Prokuratura wszczęła śledztwo w sprawie śmierci osadzonego w Areszcie Śledczym w Gdańsku. 49-letni mężczyzna zmarł w weekend w celi. Wstępnie prokurator i lekarz ustalili, że do śmierci nie przyczyniły się osoby trzecie.
W niedzielę po godz. 17:00 policja dostała zgłoszenie, że w gdańskim Areszcie Śledczym przy ulicy Kurkowej zmarł jeden z osadzonych. Do tragedii doszło niespełna dwie godziny wcześniej. Wówczas jeden z funkcjonariuszy pełniący dyżur na oddziale zauważył, że w jednej z cel 49-letni Grzegorz K. ma drgawki i traci przytomność. Wezwano ratownika medycznego i lekarza, użyto także defibrylatora.
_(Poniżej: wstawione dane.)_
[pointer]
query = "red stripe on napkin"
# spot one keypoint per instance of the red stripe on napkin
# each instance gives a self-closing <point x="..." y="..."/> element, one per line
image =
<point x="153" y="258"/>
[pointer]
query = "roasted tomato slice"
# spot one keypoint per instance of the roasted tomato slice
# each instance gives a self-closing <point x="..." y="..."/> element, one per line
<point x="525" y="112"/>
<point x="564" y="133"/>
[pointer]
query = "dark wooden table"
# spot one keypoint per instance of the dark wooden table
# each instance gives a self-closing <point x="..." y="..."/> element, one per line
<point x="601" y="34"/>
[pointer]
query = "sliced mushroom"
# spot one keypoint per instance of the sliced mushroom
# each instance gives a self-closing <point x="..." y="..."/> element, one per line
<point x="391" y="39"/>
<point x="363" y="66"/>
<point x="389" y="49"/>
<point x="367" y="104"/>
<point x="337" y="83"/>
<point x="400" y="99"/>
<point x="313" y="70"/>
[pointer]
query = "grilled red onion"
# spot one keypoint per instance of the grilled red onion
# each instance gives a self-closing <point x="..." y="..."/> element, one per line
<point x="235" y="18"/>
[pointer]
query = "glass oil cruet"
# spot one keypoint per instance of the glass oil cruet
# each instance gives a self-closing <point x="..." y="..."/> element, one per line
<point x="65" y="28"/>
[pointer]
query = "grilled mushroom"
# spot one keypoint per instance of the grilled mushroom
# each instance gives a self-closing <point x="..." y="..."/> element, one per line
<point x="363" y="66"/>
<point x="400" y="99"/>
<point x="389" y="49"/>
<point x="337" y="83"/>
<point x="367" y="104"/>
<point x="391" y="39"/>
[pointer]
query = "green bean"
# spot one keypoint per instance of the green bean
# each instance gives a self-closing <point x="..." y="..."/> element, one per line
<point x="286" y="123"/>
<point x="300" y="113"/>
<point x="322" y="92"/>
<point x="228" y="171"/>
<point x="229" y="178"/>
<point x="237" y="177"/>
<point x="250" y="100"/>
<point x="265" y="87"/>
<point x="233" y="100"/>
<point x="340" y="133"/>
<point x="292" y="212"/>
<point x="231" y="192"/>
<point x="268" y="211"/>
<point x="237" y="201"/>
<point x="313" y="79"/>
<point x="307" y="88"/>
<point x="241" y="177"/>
– Mimo akcji reanimacyjnej osadzony zmarł. Prokurator i lekarz sądowy wstępnie ustalili, że do śmierci mężczyzny nie przyczyniły się osoby trzecie. Śledczy zabezpieczyli monitoring, przesłuchali współosadzonych i funkcjonariuszy Służby Więziennej. Wstępnie przyjęto, że mężczyzna zmarł z powodu choroby, ale dokładne przyczyny zgonu zostaną określone po sekcji zwłok – przekazał Mariusz Duszyński z Prokuratury Okręgowej w Gdańsku.
To nie pierwszy podobny przypadek w gdańskim areszcie śledczym. W ubiegłym roku jeden z osadzonych odebrał sobie życie, a kolejny również zmarł z przyczyn chorobowych.